Um restaurante substituirá o antigo refeitório do convento. Perto fica a cozinha, ainda cheia de vestígios da azáfama culinária que ali se viveu. Uma enorme batedeira, fogões industriais, armários de madeira com alguma loiça, tachos e vários utensílios de cozinha preenchem o espaço.
Percorrendo os corredores compridos, vazios, de paredes brancas e com muitas portas entreabertas, espreitam-se divisões de 20 metros quadrados com uma janela e chão de tábuas de madeira, algumas levantadas, outras esburacadas, outras recuperadas. Em algumas divisões já funcionam alguns serviços administrativos da SCML.
Até ao final do ano, pretendem encher estes antigos quartos das freiras com secretárias, telefones, computadores, impressoras. O arquivo ficará na fila de cerca de 30 armários de madeira pintada de cor-de-rosa claro num corredor do último piso. Dentro deles ainda se encontram roupa, toalhas, cabides, peluches deixados para trás.
O edifício do Convento de São Pedro de Alcântara, antigo palácio dos Condes de Avintes, foi fundado em 1672 por D. António Luís de Menezes, em cumprimento da promessa feita de erigir uma obra consagrada àquele santo, caso os portugueses vencessem a Batalha de Montes Claros durante a Guerra da Restauração. Mais tarde, em 1833, o convento foi secularizado e entregue à SCML para receber meninas órfãs para evitar que estas acabassem na prostituição. As freiras ensinavam-nas a ler, escrever e a rezar. Num passado mais recente, o colégio chegou a ser um dos melhores de Lisboa, sendo frequentada por filhas de famílias de classe média e alta.

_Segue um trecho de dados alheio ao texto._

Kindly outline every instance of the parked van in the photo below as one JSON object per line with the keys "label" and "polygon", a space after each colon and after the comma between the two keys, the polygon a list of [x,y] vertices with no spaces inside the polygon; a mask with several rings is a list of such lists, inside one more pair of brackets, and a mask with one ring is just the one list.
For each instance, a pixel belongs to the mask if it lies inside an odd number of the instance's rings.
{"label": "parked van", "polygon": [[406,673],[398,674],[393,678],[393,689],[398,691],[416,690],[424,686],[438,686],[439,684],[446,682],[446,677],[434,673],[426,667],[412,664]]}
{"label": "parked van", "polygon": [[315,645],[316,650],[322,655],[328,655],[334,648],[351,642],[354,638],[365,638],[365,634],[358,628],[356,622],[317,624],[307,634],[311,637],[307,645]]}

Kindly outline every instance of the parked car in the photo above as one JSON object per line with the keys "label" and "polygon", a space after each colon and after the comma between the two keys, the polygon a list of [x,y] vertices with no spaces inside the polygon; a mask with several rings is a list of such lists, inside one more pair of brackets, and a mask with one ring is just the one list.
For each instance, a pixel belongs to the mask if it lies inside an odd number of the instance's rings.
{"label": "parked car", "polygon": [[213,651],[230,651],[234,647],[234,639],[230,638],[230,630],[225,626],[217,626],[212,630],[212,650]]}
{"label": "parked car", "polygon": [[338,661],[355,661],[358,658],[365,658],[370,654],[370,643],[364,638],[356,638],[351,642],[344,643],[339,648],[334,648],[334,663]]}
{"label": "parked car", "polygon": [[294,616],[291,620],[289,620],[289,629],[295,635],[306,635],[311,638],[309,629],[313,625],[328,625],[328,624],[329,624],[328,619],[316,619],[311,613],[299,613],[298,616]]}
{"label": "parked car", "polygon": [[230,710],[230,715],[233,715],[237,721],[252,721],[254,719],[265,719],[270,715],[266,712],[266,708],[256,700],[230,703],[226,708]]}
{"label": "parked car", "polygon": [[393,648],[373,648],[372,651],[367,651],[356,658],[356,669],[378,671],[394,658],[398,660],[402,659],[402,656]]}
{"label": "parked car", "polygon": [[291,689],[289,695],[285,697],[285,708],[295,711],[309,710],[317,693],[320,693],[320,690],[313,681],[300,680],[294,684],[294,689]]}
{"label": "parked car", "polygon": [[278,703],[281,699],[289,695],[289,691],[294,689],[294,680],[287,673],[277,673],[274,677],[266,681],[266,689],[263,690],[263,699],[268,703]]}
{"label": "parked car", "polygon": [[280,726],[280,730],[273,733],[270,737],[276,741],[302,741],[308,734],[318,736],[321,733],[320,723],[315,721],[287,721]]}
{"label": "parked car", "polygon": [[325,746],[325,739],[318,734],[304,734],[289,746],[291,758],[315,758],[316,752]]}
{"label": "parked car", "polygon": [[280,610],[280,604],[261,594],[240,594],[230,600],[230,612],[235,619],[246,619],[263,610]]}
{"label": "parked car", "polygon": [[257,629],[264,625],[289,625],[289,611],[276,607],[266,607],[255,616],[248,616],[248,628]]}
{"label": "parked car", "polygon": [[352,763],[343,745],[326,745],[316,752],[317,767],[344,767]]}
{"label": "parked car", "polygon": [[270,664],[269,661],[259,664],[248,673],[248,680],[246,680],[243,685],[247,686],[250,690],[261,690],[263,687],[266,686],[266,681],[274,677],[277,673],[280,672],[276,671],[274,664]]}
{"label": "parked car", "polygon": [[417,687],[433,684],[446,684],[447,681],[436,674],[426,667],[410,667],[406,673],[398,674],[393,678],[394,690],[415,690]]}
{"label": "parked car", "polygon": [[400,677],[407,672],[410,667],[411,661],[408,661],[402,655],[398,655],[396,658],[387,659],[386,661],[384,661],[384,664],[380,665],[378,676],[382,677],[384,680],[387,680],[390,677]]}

A escola fica no último piso. O quadro preto ainda tem marcas de giz branco mal apagado. Numa estante, vários ursos de peluche estão sentados, outros deitados, caídos e com pó. As cadeiras estão em monte encostadas às paredes. As mesas já desapareceram. Na sala ao lado, meia dúzia de máquinas de escrever estão espalhadas numa prateleira de ferro.
Na outra ponta do convento, no mesmo piso, o chão do pátio está levantado. Será reposto, limpo e ali nascerá mais uma cafetaria, com uma esplanada aberta no topo do convento.
Estas intervenções mais profundas demorarão e vão começar a ser realizadas numa segunda fase, sem data prevista e já com alguns serviços da Santa Casa a funcionar no convento. Espera-se que todo o processo esteja terminada no decorrer do próximo ano.
Por agora, apenas algumas marteladas quebram o silêncio que invade os corredores, as escadas de mármore polidas pelos vários pés que durante séculos as pisaram e as paredes lascadas que muitas orações ouviram.